第二に、仏教以外の外道(げどう)や、邪法(じゃほう)を説く者や、つまらぬ文筆をもてあそぶ者、人のいうなりになる人や、何でも人の意見に反対を唱える「一言居士」(いちげんこじ)に近づいてはならない。
第三に、つまらぬ勝負ごと、拳闘や、相撲や力くらべ、魔術師などに近づいてそれに熱中してはならない。
第四に、生きものを殺す人に近づいて残忍性を助長してはならない。
第五に、自分だけの悟りを求める小乗の教えを奉じる比丘(びく)や比丘尼(びくに)に近づき、その教えを聞いてはならない。
第六に、婦人に教えを説く場合、相手にみだらな気持をおこさせるような態度をとってはならず、厳正な態度で教えを説かなければならない。
第七に、男性として適格を欠いた人になれ親しんでなならない。 男根の欠けたものは出家者の資格のないことが律の規定にもある。
第八に、ひとりで他人の家へ入ってはいけない。 もしどうしても行かなければならないときは、一心に仏を念じて、仏と二人で入ると考えなさい、という戒めである。

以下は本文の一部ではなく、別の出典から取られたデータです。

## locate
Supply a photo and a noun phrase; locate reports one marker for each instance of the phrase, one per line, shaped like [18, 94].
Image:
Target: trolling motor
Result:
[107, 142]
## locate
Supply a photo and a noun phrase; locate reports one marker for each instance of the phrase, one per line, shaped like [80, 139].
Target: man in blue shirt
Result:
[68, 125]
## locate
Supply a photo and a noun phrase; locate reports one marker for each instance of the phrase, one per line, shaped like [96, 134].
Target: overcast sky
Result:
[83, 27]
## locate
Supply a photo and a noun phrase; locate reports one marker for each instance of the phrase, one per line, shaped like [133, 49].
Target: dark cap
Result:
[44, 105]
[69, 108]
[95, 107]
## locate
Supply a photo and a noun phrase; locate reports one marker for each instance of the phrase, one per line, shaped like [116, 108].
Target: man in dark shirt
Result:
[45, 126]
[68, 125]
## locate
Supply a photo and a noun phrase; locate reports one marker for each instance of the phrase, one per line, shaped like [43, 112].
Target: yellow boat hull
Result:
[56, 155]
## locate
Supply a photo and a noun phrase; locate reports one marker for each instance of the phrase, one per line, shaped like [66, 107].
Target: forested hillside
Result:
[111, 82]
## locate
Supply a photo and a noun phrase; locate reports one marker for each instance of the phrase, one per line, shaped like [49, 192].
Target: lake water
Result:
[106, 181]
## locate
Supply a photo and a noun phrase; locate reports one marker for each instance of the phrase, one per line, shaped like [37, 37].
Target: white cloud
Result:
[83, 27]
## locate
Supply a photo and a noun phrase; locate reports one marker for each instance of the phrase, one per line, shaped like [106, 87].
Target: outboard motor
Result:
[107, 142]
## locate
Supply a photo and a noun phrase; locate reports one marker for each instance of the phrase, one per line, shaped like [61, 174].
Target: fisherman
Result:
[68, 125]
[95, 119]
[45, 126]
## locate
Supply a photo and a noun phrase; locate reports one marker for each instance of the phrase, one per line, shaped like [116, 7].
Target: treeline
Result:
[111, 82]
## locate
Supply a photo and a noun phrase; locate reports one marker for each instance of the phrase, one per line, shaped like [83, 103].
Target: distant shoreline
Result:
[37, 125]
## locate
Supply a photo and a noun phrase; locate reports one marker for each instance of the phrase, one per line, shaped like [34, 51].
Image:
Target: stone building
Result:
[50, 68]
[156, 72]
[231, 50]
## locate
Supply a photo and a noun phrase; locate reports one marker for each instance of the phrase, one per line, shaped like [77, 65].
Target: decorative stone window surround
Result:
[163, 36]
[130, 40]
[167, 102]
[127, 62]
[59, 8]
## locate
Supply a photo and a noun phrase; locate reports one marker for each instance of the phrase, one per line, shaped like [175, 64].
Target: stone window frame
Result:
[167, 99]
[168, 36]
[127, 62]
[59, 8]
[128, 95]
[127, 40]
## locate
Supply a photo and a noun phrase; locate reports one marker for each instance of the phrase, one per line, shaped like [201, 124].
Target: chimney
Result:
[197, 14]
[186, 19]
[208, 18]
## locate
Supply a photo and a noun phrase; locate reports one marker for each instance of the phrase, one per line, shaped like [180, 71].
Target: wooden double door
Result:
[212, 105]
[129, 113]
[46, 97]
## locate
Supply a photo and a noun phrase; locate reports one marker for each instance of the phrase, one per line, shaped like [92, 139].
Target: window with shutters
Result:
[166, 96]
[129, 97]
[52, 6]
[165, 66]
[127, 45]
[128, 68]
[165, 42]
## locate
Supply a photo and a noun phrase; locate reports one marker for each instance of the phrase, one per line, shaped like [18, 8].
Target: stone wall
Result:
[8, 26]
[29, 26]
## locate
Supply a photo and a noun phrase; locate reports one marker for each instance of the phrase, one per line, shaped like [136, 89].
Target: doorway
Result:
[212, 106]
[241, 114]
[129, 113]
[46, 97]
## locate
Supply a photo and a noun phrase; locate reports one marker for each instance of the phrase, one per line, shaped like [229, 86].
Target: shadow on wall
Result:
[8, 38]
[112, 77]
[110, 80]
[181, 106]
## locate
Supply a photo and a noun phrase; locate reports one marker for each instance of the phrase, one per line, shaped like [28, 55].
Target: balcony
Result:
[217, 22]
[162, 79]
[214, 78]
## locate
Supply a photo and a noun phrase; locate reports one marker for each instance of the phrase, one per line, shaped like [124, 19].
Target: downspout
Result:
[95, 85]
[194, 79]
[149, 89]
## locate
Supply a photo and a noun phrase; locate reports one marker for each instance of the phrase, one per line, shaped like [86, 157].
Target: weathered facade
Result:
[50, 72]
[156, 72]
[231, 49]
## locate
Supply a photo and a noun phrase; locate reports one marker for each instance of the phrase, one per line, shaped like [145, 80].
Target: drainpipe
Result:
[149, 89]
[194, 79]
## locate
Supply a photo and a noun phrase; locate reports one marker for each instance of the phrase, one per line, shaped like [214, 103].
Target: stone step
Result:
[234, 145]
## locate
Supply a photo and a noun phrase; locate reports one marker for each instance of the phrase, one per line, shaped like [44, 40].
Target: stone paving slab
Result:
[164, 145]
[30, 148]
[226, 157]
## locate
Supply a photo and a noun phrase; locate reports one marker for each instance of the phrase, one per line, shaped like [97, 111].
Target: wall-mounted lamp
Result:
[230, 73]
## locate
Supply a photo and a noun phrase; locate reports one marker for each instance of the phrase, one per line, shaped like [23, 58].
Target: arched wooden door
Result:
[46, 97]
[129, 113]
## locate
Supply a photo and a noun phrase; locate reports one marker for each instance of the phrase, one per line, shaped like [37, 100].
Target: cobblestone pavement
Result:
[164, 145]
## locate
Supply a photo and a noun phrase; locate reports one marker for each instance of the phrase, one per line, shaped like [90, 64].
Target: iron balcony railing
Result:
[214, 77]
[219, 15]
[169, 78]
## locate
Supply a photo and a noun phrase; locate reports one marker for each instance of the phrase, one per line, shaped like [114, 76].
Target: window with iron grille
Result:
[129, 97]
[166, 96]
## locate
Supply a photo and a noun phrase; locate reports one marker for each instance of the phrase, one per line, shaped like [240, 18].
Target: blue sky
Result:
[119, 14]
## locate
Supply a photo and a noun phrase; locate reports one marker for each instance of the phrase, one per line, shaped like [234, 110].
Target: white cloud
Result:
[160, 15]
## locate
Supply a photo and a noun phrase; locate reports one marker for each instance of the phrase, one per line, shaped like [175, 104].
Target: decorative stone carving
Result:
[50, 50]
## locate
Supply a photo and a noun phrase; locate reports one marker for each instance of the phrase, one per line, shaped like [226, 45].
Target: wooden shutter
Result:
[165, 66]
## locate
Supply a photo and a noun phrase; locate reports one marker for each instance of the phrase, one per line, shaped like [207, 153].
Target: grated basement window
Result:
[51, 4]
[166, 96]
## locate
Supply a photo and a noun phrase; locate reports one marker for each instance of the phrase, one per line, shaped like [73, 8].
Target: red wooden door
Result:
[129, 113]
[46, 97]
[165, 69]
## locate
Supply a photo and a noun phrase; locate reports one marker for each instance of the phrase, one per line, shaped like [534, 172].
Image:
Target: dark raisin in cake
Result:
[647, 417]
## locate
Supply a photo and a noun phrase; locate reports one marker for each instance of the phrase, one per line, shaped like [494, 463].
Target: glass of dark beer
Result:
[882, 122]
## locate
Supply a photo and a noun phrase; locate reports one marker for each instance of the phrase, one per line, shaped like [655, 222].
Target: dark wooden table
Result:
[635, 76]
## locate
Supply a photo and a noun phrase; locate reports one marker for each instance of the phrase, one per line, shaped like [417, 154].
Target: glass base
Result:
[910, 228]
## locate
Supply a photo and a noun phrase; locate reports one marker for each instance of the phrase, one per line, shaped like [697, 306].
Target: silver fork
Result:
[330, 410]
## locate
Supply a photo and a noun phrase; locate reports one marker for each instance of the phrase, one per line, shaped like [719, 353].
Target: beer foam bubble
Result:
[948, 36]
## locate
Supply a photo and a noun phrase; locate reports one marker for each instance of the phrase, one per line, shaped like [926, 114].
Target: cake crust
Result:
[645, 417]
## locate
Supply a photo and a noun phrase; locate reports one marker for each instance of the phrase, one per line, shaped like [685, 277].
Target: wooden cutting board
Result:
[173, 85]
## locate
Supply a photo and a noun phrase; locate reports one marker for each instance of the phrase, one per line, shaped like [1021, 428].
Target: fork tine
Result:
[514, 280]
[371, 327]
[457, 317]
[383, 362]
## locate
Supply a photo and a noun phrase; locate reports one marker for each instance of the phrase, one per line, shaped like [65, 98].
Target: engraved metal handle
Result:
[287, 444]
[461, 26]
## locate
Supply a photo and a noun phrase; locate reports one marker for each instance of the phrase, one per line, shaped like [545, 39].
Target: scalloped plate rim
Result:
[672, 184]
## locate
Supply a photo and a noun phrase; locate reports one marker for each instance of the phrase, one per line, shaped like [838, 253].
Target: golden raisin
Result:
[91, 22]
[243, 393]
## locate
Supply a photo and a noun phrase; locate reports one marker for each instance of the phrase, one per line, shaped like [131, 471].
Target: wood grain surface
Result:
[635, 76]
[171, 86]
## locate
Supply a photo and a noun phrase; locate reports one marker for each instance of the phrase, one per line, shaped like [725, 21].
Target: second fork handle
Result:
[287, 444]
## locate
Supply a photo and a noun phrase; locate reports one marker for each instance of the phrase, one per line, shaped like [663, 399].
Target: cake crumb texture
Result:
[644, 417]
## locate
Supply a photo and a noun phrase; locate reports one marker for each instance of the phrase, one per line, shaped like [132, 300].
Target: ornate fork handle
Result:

第九に、女性に説法するときは、なれなれしい笑顔で接してはならない。
第十に、稚児(ちご)のような美少年をそばにおいてはならない。
さらに経文は、第二の親近処を説く。それは静かな場所で瞑想にふけり、心を整えることが大切であると説く。
第一の親近処では、具体的個別的にこういう人間に近づいてはならないとか、女と親しく交わってはならないとか、差別の世界について説いたのに対して、第二の親近処では、一切の平等、空無の世界を説いている。
しかもこの差別と平等とは不二(ふに)であり、空無の平等の見方から、おのずとにじみでてきたのが差別の親近処なのである。